In the 1970s he became more involved in the theatre, spending nearly a decade at the Royal National Theatre. While there he was part of the company that opened the current home and was a cornerstone of the residential company that worked in the smaller Cottesloe Theatre under Bill Bryden's direction. His most important roles there were Bottom in A Midsummer Night's Dream and the world premiere of David Mamet's Glengarry Glen Ross where he played Shelley Levene (a role later played on screen by Jack Lemmon) and Malcolm in Alan Ayckbourn's Bedroom Farce, which also played in the West End and on Broadway.

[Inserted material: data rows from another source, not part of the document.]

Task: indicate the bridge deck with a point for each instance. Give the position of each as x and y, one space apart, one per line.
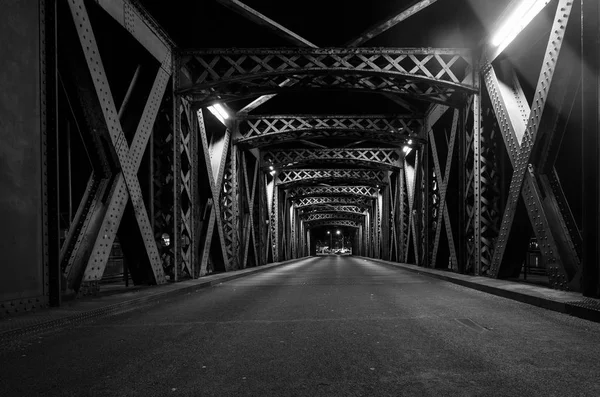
321 326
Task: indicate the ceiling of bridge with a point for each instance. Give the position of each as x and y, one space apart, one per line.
347 132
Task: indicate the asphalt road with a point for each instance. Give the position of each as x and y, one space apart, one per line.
338 326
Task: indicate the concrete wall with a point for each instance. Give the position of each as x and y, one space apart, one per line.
21 257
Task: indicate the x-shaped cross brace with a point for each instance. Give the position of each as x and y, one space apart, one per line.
125 185
536 122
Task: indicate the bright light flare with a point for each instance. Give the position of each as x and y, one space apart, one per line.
517 21
219 112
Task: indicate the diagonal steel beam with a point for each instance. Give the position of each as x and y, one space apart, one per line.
443 209
215 154
545 90
262 20
389 23
126 185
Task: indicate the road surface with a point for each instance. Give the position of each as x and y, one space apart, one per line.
325 326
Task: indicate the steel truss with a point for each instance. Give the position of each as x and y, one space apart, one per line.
115 181
259 131
373 157
441 214
315 201
539 132
333 223
343 175
313 191
219 159
434 75
353 209
312 216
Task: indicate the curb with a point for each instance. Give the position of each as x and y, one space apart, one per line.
574 308
132 304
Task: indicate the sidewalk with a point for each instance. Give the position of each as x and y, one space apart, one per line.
80 310
572 303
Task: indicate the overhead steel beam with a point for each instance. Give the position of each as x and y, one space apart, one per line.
335 215
342 200
389 23
333 222
423 73
260 19
352 209
326 191
361 176
270 129
371 157
141 26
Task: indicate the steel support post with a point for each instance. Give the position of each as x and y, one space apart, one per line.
424 226
176 240
49 132
386 223
462 191
263 218
590 99
477 132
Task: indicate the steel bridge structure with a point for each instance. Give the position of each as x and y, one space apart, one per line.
127 159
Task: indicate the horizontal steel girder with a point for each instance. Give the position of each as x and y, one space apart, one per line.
358 191
351 209
338 223
374 157
229 74
362 176
335 215
314 201
265 130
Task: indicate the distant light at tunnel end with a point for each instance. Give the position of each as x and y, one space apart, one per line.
517 21
219 112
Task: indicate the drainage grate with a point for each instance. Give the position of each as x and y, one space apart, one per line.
587 303
467 322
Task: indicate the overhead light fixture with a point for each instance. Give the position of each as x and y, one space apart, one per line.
219 112
517 21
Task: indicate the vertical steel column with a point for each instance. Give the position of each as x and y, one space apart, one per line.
402 208
49 129
477 175
275 224
590 99
386 223
425 207
462 207
176 240
263 217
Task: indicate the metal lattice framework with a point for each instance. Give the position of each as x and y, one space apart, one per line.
531 136
87 258
310 191
265 130
442 215
313 201
434 75
351 209
332 223
335 215
343 175
374 157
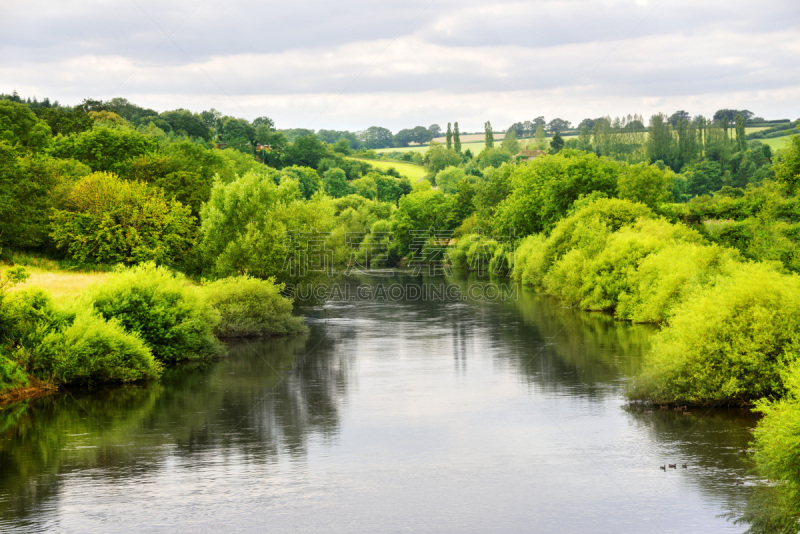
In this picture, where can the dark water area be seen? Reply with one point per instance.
(485, 414)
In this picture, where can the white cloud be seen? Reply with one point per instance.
(351, 66)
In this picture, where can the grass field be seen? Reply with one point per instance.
(63, 286)
(409, 170)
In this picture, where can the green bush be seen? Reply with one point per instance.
(170, 315)
(728, 345)
(113, 221)
(251, 307)
(93, 349)
(777, 441)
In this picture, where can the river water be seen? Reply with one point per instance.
(501, 411)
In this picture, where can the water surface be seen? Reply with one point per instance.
(444, 416)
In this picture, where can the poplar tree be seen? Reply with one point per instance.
(489, 135)
(449, 136)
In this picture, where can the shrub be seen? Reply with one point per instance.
(113, 221)
(251, 307)
(93, 349)
(171, 316)
(728, 345)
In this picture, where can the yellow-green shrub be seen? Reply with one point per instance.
(251, 307)
(728, 345)
(170, 315)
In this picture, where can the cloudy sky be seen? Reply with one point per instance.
(358, 63)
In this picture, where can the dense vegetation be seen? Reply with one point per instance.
(687, 223)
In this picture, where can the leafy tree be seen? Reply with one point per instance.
(376, 137)
(109, 220)
(438, 158)
(661, 144)
(646, 184)
(336, 184)
(103, 149)
(489, 134)
(541, 142)
(184, 122)
(510, 143)
(558, 125)
(21, 129)
(306, 151)
(556, 144)
(254, 226)
(544, 189)
(447, 180)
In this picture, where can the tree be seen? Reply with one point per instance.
(306, 151)
(541, 142)
(661, 144)
(558, 125)
(184, 122)
(377, 137)
(109, 220)
(556, 144)
(336, 184)
(449, 137)
(438, 158)
(510, 143)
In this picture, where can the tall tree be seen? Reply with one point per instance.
(489, 134)
(449, 136)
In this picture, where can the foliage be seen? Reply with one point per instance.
(108, 220)
(93, 349)
(252, 226)
(172, 317)
(544, 189)
(251, 307)
(102, 148)
(728, 345)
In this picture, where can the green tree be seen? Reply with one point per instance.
(336, 184)
(109, 220)
(556, 144)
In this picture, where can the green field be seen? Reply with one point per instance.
(409, 170)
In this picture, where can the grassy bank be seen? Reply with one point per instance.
(61, 328)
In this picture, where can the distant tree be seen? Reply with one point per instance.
(377, 137)
(449, 137)
(558, 125)
(741, 140)
(541, 141)
(677, 116)
(184, 122)
(510, 143)
(661, 144)
(556, 144)
(336, 184)
(266, 121)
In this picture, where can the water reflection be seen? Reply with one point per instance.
(454, 415)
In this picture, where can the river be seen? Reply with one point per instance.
(483, 411)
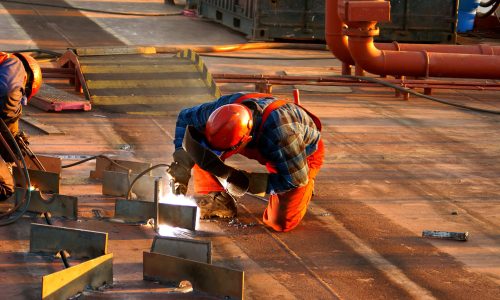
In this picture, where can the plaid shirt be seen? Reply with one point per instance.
(287, 137)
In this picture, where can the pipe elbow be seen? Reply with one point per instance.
(367, 56)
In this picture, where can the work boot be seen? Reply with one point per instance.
(216, 204)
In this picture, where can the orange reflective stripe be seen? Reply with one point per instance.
(4, 56)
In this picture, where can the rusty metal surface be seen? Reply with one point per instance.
(78, 243)
(392, 169)
(192, 249)
(67, 283)
(215, 280)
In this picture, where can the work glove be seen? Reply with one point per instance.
(258, 183)
(180, 171)
(240, 182)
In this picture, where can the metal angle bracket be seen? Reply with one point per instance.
(57, 205)
(118, 183)
(184, 216)
(103, 164)
(79, 243)
(69, 282)
(192, 249)
(215, 280)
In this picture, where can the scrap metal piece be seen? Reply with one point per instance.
(102, 164)
(50, 164)
(68, 282)
(118, 183)
(446, 235)
(78, 243)
(57, 205)
(197, 250)
(184, 216)
(134, 210)
(46, 182)
(218, 281)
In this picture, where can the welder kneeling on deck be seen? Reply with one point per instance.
(20, 79)
(279, 134)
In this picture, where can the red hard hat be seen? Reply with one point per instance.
(34, 72)
(229, 126)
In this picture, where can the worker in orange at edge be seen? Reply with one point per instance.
(279, 134)
(20, 79)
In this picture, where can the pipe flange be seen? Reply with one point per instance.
(362, 31)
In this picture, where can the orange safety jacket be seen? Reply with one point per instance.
(285, 210)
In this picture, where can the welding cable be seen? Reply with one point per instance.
(409, 91)
(25, 180)
(131, 186)
(96, 10)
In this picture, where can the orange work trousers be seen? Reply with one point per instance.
(285, 210)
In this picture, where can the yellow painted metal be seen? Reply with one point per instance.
(142, 84)
(180, 100)
(68, 282)
(115, 50)
(117, 68)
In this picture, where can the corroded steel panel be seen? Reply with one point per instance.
(78, 243)
(197, 250)
(215, 280)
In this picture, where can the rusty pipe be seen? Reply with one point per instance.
(361, 18)
(422, 63)
(335, 38)
(337, 41)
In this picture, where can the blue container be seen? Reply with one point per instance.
(466, 15)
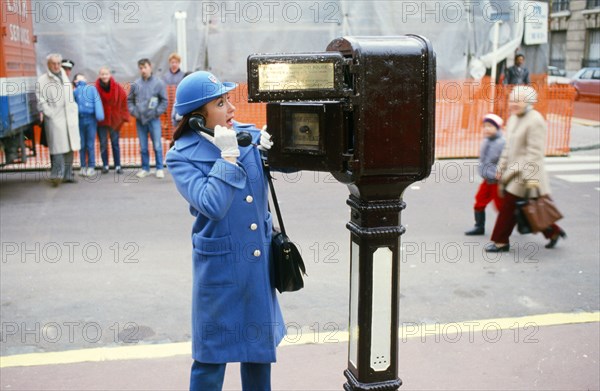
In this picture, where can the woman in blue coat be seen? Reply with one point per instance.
(235, 313)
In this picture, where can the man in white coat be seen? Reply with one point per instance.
(54, 93)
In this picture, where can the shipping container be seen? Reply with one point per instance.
(18, 106)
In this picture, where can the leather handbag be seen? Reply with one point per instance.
(288, 266)
(522, 224)
(541, 212)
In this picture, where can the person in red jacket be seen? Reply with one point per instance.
(114, 101)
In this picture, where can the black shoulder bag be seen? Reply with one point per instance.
(288, 266)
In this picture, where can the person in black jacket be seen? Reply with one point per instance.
(517, 74)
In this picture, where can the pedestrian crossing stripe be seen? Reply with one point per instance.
(579, 159)
(572, 167)
(407, 331)
(580, 178)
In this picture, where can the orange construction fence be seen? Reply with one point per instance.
(460, 106)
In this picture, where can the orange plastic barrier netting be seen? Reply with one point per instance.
(460, 106)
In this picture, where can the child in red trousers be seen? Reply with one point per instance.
(491, 149)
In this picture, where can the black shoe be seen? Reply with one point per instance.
(476, 231)
(492, 248)
(54, 182)
(479, 224)
(554, 239)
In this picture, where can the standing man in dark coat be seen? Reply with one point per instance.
(147, 100)
(517, 74)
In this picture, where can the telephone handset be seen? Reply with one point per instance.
(197, 122)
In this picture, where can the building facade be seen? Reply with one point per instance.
(574, 34)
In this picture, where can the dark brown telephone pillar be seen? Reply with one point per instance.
(394, 121)
(364, 110)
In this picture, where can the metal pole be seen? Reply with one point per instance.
(494, 63)
(180, 17)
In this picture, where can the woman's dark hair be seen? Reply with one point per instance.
(182, 126)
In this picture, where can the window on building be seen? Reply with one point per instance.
(558, 49)
(592, 58)
(560, 5)
(591, 4)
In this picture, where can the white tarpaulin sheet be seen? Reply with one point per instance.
(221, 34)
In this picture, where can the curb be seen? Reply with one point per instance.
(585, 122)
(584, 148)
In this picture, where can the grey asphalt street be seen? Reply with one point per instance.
(106, 262)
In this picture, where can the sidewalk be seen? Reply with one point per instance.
(563, 357)
(585, 135)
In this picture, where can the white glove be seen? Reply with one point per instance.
(226, 141)
(265, 140)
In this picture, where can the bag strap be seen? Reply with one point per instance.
(267, 171)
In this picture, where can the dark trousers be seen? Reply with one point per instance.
(209, 377)
(61, 166)
(103, 133)
(507, 220)
(487, 193)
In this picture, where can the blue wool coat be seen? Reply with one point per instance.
(235, 313)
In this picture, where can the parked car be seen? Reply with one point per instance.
(557, 76)
(587, 83)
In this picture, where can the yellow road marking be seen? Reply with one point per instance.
(295, 337)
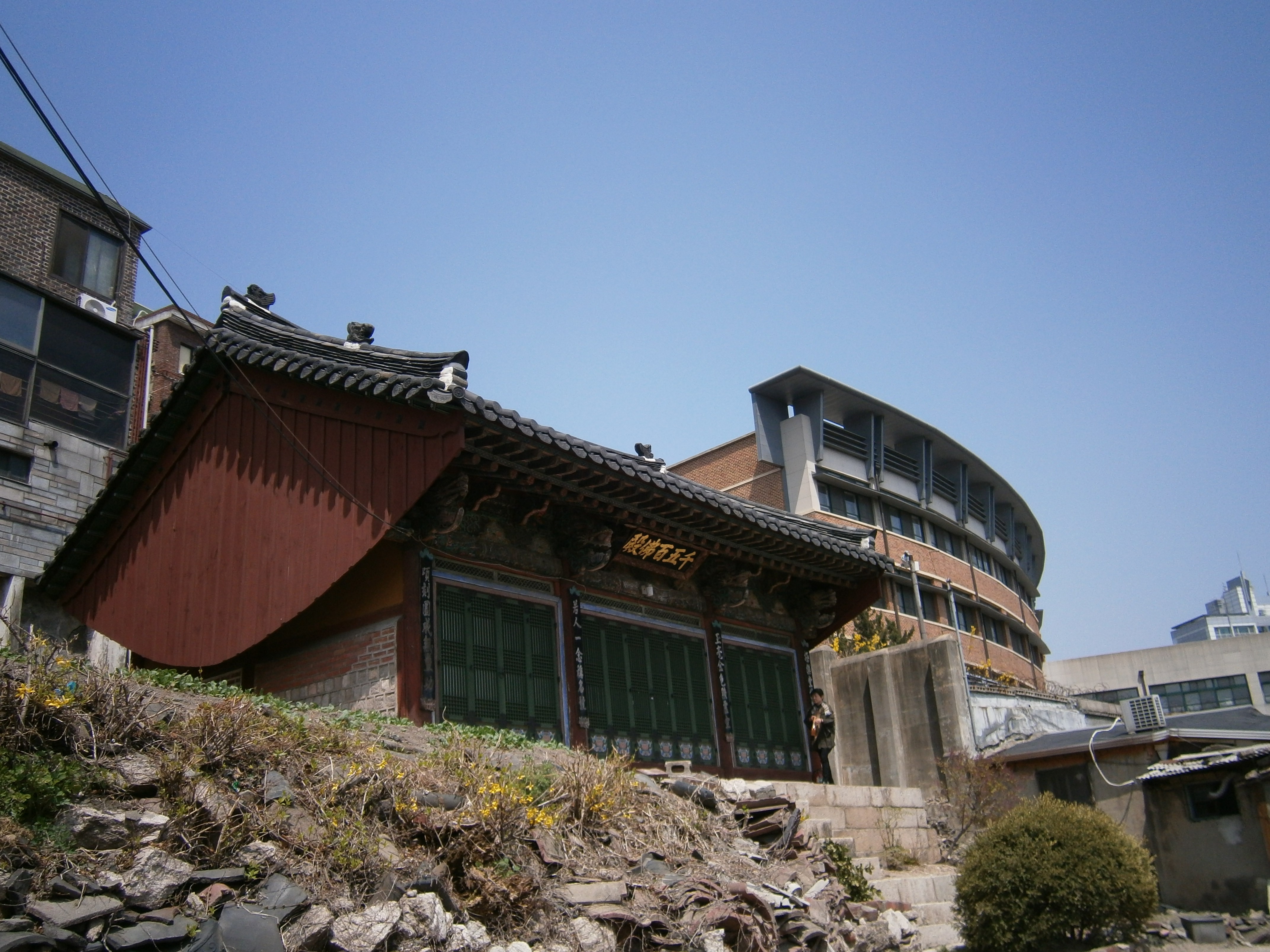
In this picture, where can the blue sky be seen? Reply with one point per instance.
(1041, 228)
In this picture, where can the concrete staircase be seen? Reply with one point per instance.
(872, 817)
(929, 894)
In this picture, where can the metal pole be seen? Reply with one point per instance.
(918, 594)
(960, 654)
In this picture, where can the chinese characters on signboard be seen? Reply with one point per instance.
(655, 550)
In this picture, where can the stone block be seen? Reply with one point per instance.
(587, 893)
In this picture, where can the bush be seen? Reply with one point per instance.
(35, 785)
(854, 879)
(1052, 874)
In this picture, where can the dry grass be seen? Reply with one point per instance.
(357, 810)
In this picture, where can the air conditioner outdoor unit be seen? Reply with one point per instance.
(100, 308)
(1144, 714)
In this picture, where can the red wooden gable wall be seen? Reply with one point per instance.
(235, 534)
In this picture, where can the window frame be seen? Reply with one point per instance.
(64, 216)
(7, 454)
(33, 372)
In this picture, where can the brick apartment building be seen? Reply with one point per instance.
(832, 454)
(69, 369)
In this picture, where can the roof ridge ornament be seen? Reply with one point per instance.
(261, 298)
(360, 334)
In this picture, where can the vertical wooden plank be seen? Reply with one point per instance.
(719, 690)
(409, 645)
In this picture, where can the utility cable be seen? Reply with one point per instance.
(1103, 730)
(262, 406)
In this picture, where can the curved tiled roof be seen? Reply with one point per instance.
(254, 337)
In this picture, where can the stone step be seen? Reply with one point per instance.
(938, 936)
(935, 913)
(918, 890)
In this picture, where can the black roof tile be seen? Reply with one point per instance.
(248, 334)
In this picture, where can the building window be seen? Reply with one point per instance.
(947, 541)
(996, 631)
(87, 257)
(1210, 801)
(905, 600)
(1203, 695)
(1112, 697)
(905, 523)
(63, 367)
(15, 466)
(1070, 784)
(930, 607)
(840, 502)
(1019, 644)
(966, 617)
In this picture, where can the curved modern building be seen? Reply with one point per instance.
(975, 550)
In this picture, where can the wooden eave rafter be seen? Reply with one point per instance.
(580, 482)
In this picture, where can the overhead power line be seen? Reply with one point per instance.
(258, 402)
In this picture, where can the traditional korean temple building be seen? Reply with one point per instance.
(345, 523)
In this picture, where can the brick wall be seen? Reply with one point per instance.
(356, 669)
(736, 469)
(30, 208)
(37, 516)
(166, 360)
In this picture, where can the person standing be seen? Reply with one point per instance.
(821, 726)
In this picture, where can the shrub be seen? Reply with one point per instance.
(977, 792)
(1052, 874)
(35, 785)
(870, 631)
(854, 879)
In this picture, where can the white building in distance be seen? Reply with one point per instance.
(1236, 612)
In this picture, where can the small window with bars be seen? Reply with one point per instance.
(498, 662)
(648, 692)
(765, 709)
(15, 466)
(1203, 694)
(841, 502)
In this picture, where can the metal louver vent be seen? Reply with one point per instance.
(1144, 714)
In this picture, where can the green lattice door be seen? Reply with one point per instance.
(765, 709)
(648, 692)
(498, 662)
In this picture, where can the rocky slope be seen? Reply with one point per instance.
(144, 817)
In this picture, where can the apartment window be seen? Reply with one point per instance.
(15, 466)
(87, 257)
(905, 600)
(63, 367)
(841, 502)
(930, 607)
(1070, 784)
(1004, 575)
(1210, 801)
(1203, 695)
(947, 541)
(1112, 697)
(966, 617)
(905, 523)
(1019, 644)
(996, 631)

He also a created the role of Roote in Harold Pinter's play The Hothouse which premiered in 1980 in a production directed by the playwright. Pinter went on to play the part himself in a later revival. In 1982, Newark played Martin Bormann in the TV series Inside the Third Reich.

In the cinema Newark was particularly effective as Jessard, Sgt. Johnson's (Sean Connery) sidekick in the powerful police drama The Offence (Sidney Lumet 1972).
Death

Derek Newark died of a heart attack, brought on by liver failure after years of alcoholism, on 11 August 1998 in West London.